The ability to illustrate a spiritual event in the physical world is the central truth of icon painting. Here, that which belongs to the lower world -- the physical materials of wood and paint-- has been transformed and brought to new life by the higher, spiritual world of divine light and energy contacted through contemplative prayer. The colours play on our sensibilities like musical harmonies and enable us, through inner resonance, to open to a higher power. The icon's symmetry and balanced form corresponds to the meditative state of the mystic, where the exterior is passionless and without movement. This external stillness preconditions the inner state, and it is here that the higher life appears appears. At the centre of the painting is a strong, vertical axis around which flow the movements and energies expressed by colour and form.

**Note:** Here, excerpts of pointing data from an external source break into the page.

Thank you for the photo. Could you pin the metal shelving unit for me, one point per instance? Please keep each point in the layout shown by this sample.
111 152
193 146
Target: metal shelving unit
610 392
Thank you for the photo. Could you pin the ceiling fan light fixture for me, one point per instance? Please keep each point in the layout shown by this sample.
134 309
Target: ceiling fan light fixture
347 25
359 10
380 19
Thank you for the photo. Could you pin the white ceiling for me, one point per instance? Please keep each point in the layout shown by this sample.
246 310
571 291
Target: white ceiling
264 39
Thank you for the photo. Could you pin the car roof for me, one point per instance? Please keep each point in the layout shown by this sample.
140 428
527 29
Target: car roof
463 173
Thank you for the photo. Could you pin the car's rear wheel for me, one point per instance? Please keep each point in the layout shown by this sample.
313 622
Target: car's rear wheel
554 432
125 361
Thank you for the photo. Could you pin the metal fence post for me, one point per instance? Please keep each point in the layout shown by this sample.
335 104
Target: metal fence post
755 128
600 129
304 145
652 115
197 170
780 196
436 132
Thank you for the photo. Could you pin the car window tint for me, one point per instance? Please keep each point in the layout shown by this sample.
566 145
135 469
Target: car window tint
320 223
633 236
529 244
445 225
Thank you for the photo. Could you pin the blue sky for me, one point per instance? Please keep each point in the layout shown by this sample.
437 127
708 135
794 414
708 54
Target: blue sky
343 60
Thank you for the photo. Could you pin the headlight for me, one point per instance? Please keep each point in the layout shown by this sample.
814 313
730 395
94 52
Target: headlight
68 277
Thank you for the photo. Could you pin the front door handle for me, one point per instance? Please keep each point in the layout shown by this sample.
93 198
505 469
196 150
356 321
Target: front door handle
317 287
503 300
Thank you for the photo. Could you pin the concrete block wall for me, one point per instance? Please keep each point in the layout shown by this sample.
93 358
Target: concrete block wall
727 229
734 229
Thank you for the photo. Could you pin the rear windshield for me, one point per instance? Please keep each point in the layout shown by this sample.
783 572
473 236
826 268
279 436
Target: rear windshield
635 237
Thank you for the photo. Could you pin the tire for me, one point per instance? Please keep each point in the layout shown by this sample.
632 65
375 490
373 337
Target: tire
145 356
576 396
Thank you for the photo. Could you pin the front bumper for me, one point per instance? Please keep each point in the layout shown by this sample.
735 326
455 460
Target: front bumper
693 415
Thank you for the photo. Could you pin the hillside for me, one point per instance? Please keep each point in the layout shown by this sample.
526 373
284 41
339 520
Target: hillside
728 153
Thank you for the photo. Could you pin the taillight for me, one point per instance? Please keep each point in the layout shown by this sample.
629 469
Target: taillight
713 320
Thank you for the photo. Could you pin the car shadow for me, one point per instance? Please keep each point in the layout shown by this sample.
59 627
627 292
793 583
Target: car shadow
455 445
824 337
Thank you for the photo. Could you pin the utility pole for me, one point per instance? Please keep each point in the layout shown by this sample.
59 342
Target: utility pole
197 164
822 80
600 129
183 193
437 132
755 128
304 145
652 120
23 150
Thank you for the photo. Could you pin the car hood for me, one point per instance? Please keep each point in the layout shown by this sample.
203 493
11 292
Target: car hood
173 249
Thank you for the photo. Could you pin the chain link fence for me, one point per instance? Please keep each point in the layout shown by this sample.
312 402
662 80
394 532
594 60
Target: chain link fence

Source: Richard Temple, Icons: Divine Beauty, Saqi Books 2004, p 87
"Behind these questions of style lie subtle metaphysical influences in which reside the essential difference between Eastern and Western Christian art in the 14th century. [...] It can be said that Western art strove essentially for realism, while Byzantine art strove essentially for transcendentalism. Western painting attempted to create the illusion of a third dimension while working on a two-dimensional plane. Icon painting, while using the same picture plane of two dimensions, extends not into the third dimension but rather into the fourth dimension or 'space-time', where space is infinity and time is eternity. This is the key to understanding the Byzantine icon in relation to Western painting. We see that the icon painter uses techniques of abstraction and conscious distortion, by which he tries to show us things we usually regard as invisible."